There is, and will always be the poor and the great (rich), but our
interactions should not be governed by that. This is very much the message of
Christ who in fact said, “You will always have the poor with you…” (Matt 26:11)
Have you noticed how the
Bible tells us very little about heaven and the afterlife? Have you ever
wondered why so much is left to the imagination? In part I think it is because
the afterlife is about directly interacting with God, and what environment that
interaction takes place in is irrelevant in comparison to the fact of being
face to face with God. I think also little is known about heaven is because man
in his god complex and sin infested free-will would try to concoct ways to make
it there outside of a character conformed to the image of Christ, and outside
of Love which is God and is the consideration of what is best for a person’s
ETERNAL soul.
It is the unknown, it is
eternity that love is concerned with, and as such must constantly depend on
relationship to God, and not only relationship but obedience to God. “If you
love Me, you will keep My commandments” Christ said. This is not simply the
commandment to love Him and others, but this is perhaps primarily those softly
spoken commandments directly to our soul. The commands that say, give this to
that person, or write this to her, or go here to see him. The individual commandments
that are acts of love and influence eternity are limitless.
Having said all of this I
would like to be practical with this lesson at Christmas time. Christmas has
become a holiday of spending. For many of us, our background, upbringing,
doctrine, sense of social justice dictates that we must be “fair” and therefore
equal in our gifts. For some we must spend the same amount on each child or
family member. Based on the experience above, this is NOT love. What if you as
a parent have 3 children and $100 to spend? Do you spend $33 on each? What if 1
truly needed something that cost $60? Would you be ok with meeting the $60
need, and giving the other 2 something at $15 each knowing they have no
pressing need? Or does your love dictate that a “need” can be sacrificed in the
interest of fairness? Or worse, would you give the all three $60 by borrowing
$80 more from credit cards or the like?
As a child, is your love
offended if your parent(s) seemingly gives more to a sibling?

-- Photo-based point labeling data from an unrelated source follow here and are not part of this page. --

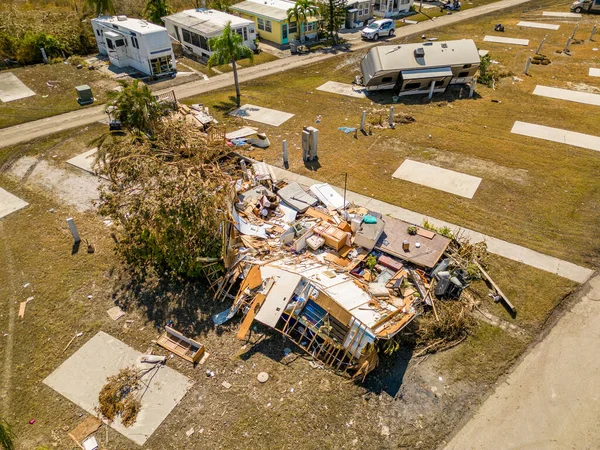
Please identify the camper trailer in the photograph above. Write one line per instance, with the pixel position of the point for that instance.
(417, 68)
(135, 43)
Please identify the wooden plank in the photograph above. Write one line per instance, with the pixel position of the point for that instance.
(495, 286)
(88, 426)
(22, 309)
(425, 233)
(337, 260)
(249, 318)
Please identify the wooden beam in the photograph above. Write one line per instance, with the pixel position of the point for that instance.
(249, 318)
(507, 302)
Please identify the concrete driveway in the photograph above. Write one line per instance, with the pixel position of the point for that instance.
(552, 398)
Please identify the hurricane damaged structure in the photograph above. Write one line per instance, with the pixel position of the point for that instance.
(332, 277)
(418, 68)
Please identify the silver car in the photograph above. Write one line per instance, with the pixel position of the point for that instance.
(383, 27)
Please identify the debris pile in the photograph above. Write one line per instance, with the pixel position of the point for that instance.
(334, 277)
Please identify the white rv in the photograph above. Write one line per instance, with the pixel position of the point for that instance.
(194, 27)
(135, 43)
(417, 68)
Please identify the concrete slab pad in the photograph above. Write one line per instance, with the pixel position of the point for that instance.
(557, 135)
(85, 161)
(348, 90)
(81, 377)
(543, 26)
(11, 88)
(437, 178)
(561, 14)
(566, 94)
(504, 40)
(10, 203)
(262, 115)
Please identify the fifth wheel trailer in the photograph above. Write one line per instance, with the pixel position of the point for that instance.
(412, 68)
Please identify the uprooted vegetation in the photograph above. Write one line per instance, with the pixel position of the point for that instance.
(120, 396)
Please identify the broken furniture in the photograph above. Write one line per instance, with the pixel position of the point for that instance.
(177, 343)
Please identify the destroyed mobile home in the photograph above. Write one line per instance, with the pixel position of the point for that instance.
(332, 277)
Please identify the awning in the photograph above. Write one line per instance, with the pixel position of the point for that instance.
(438, 72)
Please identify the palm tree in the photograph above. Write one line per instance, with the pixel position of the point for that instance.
(135, 106)
(302, 10)
(101, 6)
(6, 436)
(157, 9)
(228, 48)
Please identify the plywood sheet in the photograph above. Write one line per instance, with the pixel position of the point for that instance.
(396, 232)
(543, 26)
(10, 203)
(348, 90)
(506, 40)
(566, 94)
(561, 14)
(81, 377)
(262, 115)
(557, 135)
(437, 178)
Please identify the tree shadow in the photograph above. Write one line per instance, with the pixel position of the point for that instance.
(189, 304)
(389, 375)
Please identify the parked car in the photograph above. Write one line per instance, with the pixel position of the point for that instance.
(383, 27)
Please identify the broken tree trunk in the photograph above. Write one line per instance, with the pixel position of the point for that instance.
(507, 302)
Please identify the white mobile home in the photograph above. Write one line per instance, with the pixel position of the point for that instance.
(194, 27)
(413, 68)
(135, 43)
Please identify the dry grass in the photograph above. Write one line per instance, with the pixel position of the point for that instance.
(539, 194)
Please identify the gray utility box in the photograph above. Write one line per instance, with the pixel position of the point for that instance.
(84, 95)
(310, 143)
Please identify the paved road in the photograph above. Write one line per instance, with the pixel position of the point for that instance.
(31, 130)
(552, 398)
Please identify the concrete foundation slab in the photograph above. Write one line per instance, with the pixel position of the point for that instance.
(503, 40)
(85, 161)
(348, 90)
(262, 115)
(566, 94)
(11, 88)
(10, 203)
(543, 26)
(560, 14)
(557, 135)
(437, 178)
(81, 377)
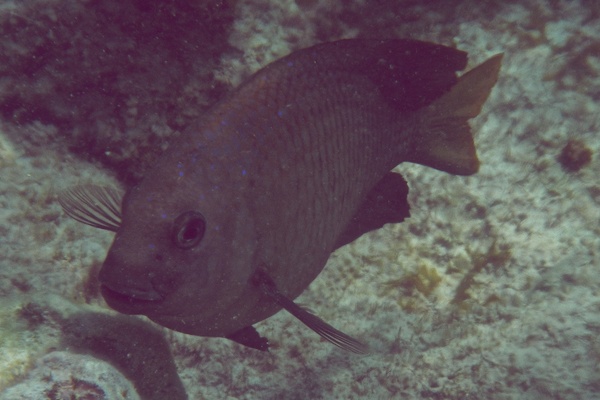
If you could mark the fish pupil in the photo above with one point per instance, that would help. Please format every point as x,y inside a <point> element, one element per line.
<point>188,229</point>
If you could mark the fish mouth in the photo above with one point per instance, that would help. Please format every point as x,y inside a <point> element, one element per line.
<point>131,301</point>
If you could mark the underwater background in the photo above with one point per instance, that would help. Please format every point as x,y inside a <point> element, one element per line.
<point>490,290</point>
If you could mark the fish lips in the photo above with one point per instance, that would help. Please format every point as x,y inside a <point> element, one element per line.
<point>131,301</point>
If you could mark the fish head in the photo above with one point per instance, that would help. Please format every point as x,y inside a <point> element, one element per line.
<point>183,253</point>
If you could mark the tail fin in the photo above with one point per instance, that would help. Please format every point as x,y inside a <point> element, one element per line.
<point>446,142</point>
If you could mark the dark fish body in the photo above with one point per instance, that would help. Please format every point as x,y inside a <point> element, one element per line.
<point>273,175</point>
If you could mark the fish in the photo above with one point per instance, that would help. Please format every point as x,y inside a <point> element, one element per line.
<point>242,211</point>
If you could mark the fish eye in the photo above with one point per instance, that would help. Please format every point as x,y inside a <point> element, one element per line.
<point>188,229</point>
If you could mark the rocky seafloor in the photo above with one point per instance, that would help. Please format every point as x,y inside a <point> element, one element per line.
<point>490,290</point>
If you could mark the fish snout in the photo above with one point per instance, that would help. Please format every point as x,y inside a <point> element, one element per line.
<point>133,289</point>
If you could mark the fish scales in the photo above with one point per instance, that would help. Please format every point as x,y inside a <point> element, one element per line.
<point>242,211</point>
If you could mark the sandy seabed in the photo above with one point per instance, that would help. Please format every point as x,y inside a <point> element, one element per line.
<point>490,290</point>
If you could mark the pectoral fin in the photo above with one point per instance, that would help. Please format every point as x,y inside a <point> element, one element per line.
<point>262,280</point>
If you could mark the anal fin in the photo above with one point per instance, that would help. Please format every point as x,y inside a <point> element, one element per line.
<point>386,203</point>
<point>326,331</point>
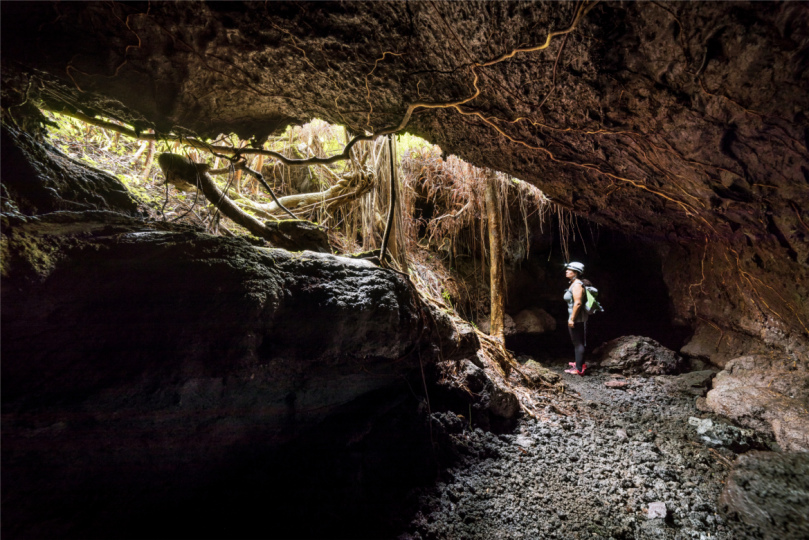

In any of the above scenarios
do you respond from instinct and education, or do you give prayerful
consideration to it all. Can the offense of one child, and the need being met
of another both be God’s love? Or has man played favorites? Whose plan are we
executing? Whose kingdom are we building? Love is not fair, but love is perfect
and at work saving us from ourselves.
The photo today is from Jim
Spivey’s blog, and here is what he had to say, “…they claim to want to follow
God’s Will for their lives, but they rarely know how to listen for that,
because they are too busy trying to executing their plan, while protecting
themselves, all the while claiming it’s about God. God rarely conveniently fits into or behaves
within our plans. And He rarely protects
us the way we first want protection.
Remember He is always willing to give us more than we know how to ask
for. We know how to ask for
entertainment, pleasure, safety, surface stuff like that. He has created Life, which will demolish our
plans every time, NOT to hurt us, but to save us from ourselves and our busy,
distracted, frenzied castle-making.”
Love with obedience, fully
understanding love has nothing to do with fairness as we know it.